Asset building and data quality
Financial markets are diverse, and the assets you can download rarely match what you need to test. A provider publishes the funds and indices it happens to list, in the currency and form it happens to choose—rarely the exact exposure you have in mind, and never adjusted to your own circumstances.
The building options exist to close that gap: to give you the best possible data for your situation, so you can build the best portfolio possible. They do three distinct things.
- Fit the data to your situation. Convert a series into your base currency, and apply the fees and yields you really pay, so a backtest measures your outcome rather than a generic listing's.
- Extend the history. pfolio keeps each asset's full available history—some series reach back to the early 20th century—and backfill extends a short one with a longer proxy, so a portfolio can be judged across different market regimes ( rallies, sell-offs, and rate cycles), not just the few years a fund happens to have existed.

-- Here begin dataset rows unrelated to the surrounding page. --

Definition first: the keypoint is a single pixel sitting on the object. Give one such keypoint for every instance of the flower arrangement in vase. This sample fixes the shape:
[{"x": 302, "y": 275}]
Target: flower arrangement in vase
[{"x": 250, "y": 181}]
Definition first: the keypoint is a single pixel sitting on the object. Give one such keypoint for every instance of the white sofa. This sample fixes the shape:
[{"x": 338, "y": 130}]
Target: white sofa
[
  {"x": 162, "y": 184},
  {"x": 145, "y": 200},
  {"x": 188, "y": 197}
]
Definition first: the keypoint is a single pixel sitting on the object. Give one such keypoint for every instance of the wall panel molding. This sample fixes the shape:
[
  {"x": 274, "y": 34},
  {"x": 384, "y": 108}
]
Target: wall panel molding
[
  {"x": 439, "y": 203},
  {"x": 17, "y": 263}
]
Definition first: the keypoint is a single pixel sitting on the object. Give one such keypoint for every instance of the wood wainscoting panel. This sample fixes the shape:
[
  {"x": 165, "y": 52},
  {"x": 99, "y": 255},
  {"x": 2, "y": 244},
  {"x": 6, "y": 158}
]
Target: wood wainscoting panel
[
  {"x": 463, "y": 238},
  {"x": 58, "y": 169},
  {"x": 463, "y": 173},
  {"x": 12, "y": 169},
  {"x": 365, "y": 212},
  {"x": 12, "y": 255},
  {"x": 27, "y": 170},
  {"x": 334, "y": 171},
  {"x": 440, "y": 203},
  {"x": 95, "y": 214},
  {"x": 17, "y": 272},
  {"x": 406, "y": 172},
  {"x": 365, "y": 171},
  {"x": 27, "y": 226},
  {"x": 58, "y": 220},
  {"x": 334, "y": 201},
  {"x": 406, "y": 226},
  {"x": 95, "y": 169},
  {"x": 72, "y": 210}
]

- Construct exposures you cannot otherwise hold. Blend assets into a synthetic, or roll individual futures contracts into one continuous series, to build what a provider does not sell.
Each is a Created asset built on existing data, and the transformations stack.
Adding and transforming assets into data that reflects your situation.
The deep dives cover each route: all asset transformations for backfill, leverage, fee, yield, and currency conversion; building synthetic assets for the constant-allocation blend; and building continuous futures contracts for the roll.
Every metric and backtest is only as reliable as the price series beneath it. A gap, a bad tick, or a missing total-return adjustment does not announce itself in a Sharpe ratio or a drawdown chart—it just moves the number, and you would not know.
So pfolio runs every asset through one cleaning pipeline, whether it was downloaded, imported, or created. The pipeline reindexes each series to a consistent trading calendar, carries prices across market holidays, fills the remaining gaps, and derives the total-return series with the standard distribution adjustment. The result is one canonical daily series, so any two assets are directly comparable.
That a series was cleaned does not mean it is sound, so the Asset Builder also reports a Data Quality table: how much had to be filled, the largest one-day moves, and how far the total-return series diverges from the price series. Read it before you rely on a series. Both the pipeline and the table are covered in processing asset data.
One cleaning pipeline behind every asset.